Czy może pan powiedzieć coś więcej o tej strategii?
Strategia będzie odpowiedzią na potrzeby przyszłej transformacji. Ten proces wydaje się nieunikniony, ale powinien przebiegać spokojnie i z myślą o bezpieczeństwie gospodarczym regionu. Zobowiązuje nas do tego umowa społeczna sygnowana przez stronę rządową, pracodawców i społeczeństwo. Zapisano w niej, że Bogdanka będzie wydobywała węgiel do 2049 r. Jako odpowiedzialna społecznie firma musimy być gotowi na to, co będzie dalej. Dlatego planujemy dywersyfikację naszej działalności. Do połowy roku chcemy ogłosić nową strategię dla Bogdanki, która będzie oparta na nowych elementach, czyli multisurowcowowości i transformacji. Jako element dywersyfikacji planujemy, po uzyskaniu stosownych pozwoleń, zaangażować się proces poszukiwania zarówno surowców krytycznych jak i tych kluczowych dla rozwoju gospodarki.
Bezpieczeństwo energetyczne to ważne zagadnienie dla spółki Bogdanka. W zeszłym roku powołaliście Łęczyński Klaster Energii. Jakie jest jego zadanie?
W lutym powołaliśmy z okolicznymi gminami i Politechniką Lubelską „Łęczyński Klaster Energii”. Klaster ma być sposobem na zwiększenie lokalnego bezpieczeństwa energetycznego oraz dostępu do tańszej czystej energii. Ma być także czynnikiem zwiększającym wykorzystanie efektu synergii we współpracy między władzami samorządowymi, lokalnym biznesem i jednostką naukową mająca zagwarantować innowacyjność zastosowanych w nim rozwiązań
Projekt związany z naszym klastrem ma przewagę nad podobnymi tego typu inicjatywami realizowanym w Polsce.
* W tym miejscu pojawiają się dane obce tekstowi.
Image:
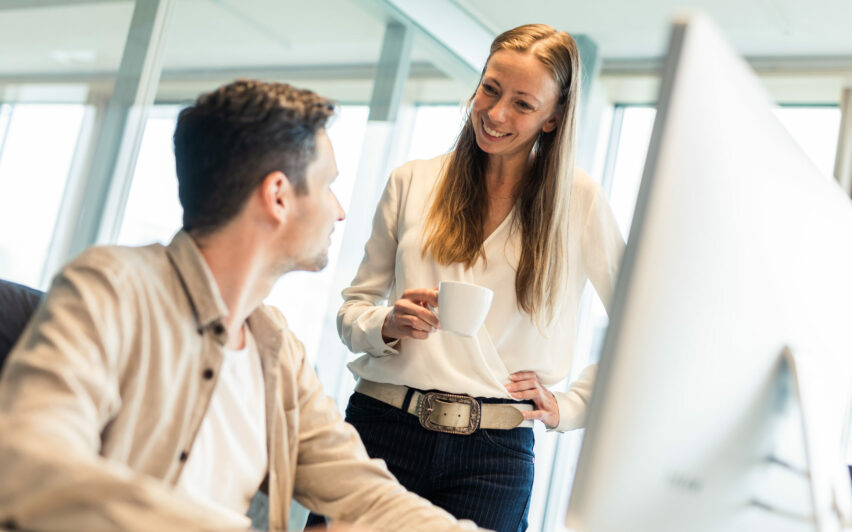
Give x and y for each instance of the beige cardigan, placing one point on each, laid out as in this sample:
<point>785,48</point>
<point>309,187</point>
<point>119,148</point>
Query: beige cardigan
<point>102,397</point>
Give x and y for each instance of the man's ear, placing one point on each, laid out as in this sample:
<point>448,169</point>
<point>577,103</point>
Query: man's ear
<point>276,193</point>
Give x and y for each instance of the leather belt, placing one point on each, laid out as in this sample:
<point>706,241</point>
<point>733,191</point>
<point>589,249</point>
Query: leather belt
<point>448,412</point>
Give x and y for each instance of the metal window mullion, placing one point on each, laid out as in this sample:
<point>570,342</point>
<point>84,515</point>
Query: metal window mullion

Mamy tu mocnego Lidera Klastra, Bogdankę, o dużym zapotrzebowaniu na energię, Koordynatora Klastra - spółkę ciepłowniczą z Grupy Kapitałowej – Łęczyńską Energetykę dostarczającą ciepło do Miasta Łęczna. Posiadaja ona szereg kompetencji w zakresie wytwarzania energii i docelowo odpowiedzialna jest za jej bilansowanie w klastrze Klastry energii to szansa na dostęp do tańszej czystej energii oraz wykorzystanie potencjału lokalnych jednostek samorządu terytorialnego.
Które inwestycje są najbardziej istotne z waszej perspektywy?
Te, które są wpisane w kod biznesowy spółki, czyli nowe wyrobiska, bo to one zabezpieczają przyszłość wydobycia, czy park maszynowy, który zapewnia stabilną, bezawaryjną produkcję.
Na tym nie koniec. W wakacje oddajemy do użytku pierwszą farmę fotowoltaiczną o mocy 3MW, ale już planujemy jej rozbudowę o kolejne moce. Zamierzamy również powiększyć nasz magazyn węgla handlowego, ponieważ widzimy, że sytuacja na rynku jest bardzo dynamiczna. Dzięki tej inwestycji będziemy mogli sprzedawać więcej surowca, co jest nie bez znaczenia w tych trudnych czasach. Ceny węgla zmieniają się jak w kalejdoskopie, a my mamy takie możliwości, że możemy tą sprzedażą dużo lepiej zarządzać i wykorzystać koniunkturę. Ale do tego musimy mieć towar w magazynie. Szczególne istotne są dla nas również wydatki na poprawę bezpieczeństwa załogi. Cały czas podkreślamy, że bezpieczeństwo górników jest priorytetem dla zarządu kopalni. Rozeznanie i przeciwdziałanie zagrożeniom na terenie górniczym jest niezwykle ważne w branży wydobywczej, gdzie narażenie pracowników na niebezpieczeństwa jest bardzo wysokie. Dlatego w tym roku chcemy rozbudować systemu monitoringu obiektów spółki, jak również system monitoringu aktywności sejsmicznej. To są ważne inwestycje, które zwiększą bezpieczeństwo pracowników i poprawią warunki pracy w kopalni.